Mais le gouvernement, à la demande du chef de l'Etat, a décidé, début janvier, de simplifier l'organisation initialement prévue pour accélérer le rythme de la vaccination. Cette évolution de stratégie est à mettre en relation avec les préparatifs de la campagne pour les élections présidentielles de mai 2022. Les décisions prises maintenant auront certainement un impact sur l'image des futurs candidats et les décideurs doivent, dès maintenant, penser à tenir compte d'un futur électorat qui n'est pas homogène face à la vaccination et qui oblige le gouvernement à prendre en considération les différentes attentes mais aussi les craintes vis à vis de la vaccination.
Cependant, la France n'est pas la seule à connaître des difficultés liées à la campagne de vaccination, d'autres pays européens tels que l'Allemagne ou l'Espagne connaissent des contre-temps logistiques, des dirigeants d'autres pays, tel qu'au Canada, sont aussi critiqués pour leur relative lenteur. Contrairement à d'autres pays, tels que les Etats-Unis et Israël par exemple, la France a décidé de hiérarchiser la population à vacciner et de commencer par la population la plus fragile. Et si la Grande-Bretagne a aussi fait le choix de vacciner en priorité dans les maisons de retraite, la campagne de vaccination a débuté 1 mois plus tôt qu'en France, ce qui s'est traduit par un écart exponentiel du nombre de personnes vaccinées début janvier.

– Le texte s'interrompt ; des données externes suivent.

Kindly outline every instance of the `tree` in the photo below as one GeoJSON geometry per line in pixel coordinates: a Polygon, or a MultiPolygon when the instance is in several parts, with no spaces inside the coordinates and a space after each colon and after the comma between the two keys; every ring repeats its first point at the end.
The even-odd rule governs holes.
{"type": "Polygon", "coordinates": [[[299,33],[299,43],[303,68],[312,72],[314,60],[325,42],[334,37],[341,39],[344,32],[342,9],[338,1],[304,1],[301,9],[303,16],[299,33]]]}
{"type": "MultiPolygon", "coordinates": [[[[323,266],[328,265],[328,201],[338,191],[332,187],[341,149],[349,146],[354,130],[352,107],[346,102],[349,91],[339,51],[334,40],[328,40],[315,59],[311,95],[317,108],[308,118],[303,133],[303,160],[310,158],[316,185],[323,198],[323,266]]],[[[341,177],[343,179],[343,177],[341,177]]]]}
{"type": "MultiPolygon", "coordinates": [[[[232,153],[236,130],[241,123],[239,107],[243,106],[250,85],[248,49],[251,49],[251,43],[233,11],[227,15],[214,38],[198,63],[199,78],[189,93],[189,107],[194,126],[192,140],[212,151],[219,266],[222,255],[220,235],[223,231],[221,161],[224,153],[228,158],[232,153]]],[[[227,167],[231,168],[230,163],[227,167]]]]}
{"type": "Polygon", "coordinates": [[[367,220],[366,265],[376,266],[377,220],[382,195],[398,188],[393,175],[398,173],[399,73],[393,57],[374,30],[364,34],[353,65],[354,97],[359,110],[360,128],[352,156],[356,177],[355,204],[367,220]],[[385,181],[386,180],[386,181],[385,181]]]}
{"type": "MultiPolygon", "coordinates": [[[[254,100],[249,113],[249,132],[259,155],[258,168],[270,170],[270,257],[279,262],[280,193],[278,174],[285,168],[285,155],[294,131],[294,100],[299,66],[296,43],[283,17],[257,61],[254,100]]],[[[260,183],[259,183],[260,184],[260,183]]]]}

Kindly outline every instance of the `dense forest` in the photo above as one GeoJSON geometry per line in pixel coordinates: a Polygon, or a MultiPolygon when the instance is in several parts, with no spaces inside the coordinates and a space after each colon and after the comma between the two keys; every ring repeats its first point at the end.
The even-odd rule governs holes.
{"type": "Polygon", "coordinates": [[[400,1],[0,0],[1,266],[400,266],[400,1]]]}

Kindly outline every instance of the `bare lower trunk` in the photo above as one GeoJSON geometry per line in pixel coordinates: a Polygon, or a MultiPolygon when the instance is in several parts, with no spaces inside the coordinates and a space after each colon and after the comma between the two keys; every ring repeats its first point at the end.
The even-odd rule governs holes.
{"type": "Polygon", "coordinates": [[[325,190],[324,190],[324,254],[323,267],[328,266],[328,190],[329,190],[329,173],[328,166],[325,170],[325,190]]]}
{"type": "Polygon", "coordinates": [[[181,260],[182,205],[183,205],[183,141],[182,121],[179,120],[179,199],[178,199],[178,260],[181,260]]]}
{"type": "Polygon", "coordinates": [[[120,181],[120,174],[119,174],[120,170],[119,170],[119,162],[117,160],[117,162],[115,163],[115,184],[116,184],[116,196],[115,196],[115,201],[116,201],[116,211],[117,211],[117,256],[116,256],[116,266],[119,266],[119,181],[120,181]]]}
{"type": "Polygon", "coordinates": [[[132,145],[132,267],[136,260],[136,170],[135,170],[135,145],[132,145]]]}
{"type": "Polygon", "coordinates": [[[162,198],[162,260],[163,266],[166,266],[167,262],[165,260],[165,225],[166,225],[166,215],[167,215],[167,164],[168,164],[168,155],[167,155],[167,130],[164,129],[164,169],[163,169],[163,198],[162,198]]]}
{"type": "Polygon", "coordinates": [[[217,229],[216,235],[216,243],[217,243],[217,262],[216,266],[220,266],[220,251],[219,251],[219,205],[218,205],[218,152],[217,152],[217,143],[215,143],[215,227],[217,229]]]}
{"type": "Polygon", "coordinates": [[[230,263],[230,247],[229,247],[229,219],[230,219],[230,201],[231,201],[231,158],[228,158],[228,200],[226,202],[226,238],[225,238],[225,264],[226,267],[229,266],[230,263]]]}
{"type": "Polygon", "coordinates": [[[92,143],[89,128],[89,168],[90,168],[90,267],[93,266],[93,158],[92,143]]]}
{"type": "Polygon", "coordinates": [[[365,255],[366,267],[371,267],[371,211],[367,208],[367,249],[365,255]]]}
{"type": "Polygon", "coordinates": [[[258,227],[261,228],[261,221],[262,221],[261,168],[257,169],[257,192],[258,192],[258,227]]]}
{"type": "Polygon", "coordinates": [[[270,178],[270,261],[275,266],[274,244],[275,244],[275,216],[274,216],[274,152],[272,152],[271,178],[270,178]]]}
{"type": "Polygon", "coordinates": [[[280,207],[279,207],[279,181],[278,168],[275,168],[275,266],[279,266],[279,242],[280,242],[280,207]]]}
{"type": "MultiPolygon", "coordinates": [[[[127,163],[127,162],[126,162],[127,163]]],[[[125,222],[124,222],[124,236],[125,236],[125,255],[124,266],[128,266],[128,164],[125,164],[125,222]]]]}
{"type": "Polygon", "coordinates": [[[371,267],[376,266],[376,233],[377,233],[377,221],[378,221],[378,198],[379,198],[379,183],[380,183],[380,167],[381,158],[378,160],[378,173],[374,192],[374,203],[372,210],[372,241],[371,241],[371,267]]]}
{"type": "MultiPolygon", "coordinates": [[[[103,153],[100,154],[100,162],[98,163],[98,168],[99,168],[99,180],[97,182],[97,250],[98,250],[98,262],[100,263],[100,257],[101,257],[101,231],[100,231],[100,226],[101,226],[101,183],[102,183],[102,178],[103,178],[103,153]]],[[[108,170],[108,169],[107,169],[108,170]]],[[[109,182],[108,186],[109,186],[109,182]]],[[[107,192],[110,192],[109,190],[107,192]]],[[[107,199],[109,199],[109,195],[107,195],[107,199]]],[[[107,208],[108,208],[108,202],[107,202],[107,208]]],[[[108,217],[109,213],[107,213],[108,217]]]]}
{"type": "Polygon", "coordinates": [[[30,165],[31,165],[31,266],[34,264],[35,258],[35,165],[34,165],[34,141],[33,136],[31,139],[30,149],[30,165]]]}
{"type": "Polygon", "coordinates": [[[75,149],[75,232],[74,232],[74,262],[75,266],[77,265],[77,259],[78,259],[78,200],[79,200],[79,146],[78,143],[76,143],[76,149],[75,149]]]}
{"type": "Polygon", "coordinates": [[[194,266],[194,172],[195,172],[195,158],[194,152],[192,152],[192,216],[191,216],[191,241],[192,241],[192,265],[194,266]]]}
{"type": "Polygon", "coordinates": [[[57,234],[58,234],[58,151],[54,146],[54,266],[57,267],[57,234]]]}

L'ensemble des spécificités françaises, à la fois médicales, administratives et politiques, expliquent la lenteur de la France sur la première semaine de vaccination. Une légère accélération est observée depuis début janvier et devrait s'intensifier. Pour autant le gouvernement assume les précautions prises, comme le recueil des consentements, et la stratégie mise en oeuvre.
Le calendrier vaccinal a été précisé depuis fin décembre et le million de personnes vaccinées fin janvier reste l'objectif cible du gouvernement.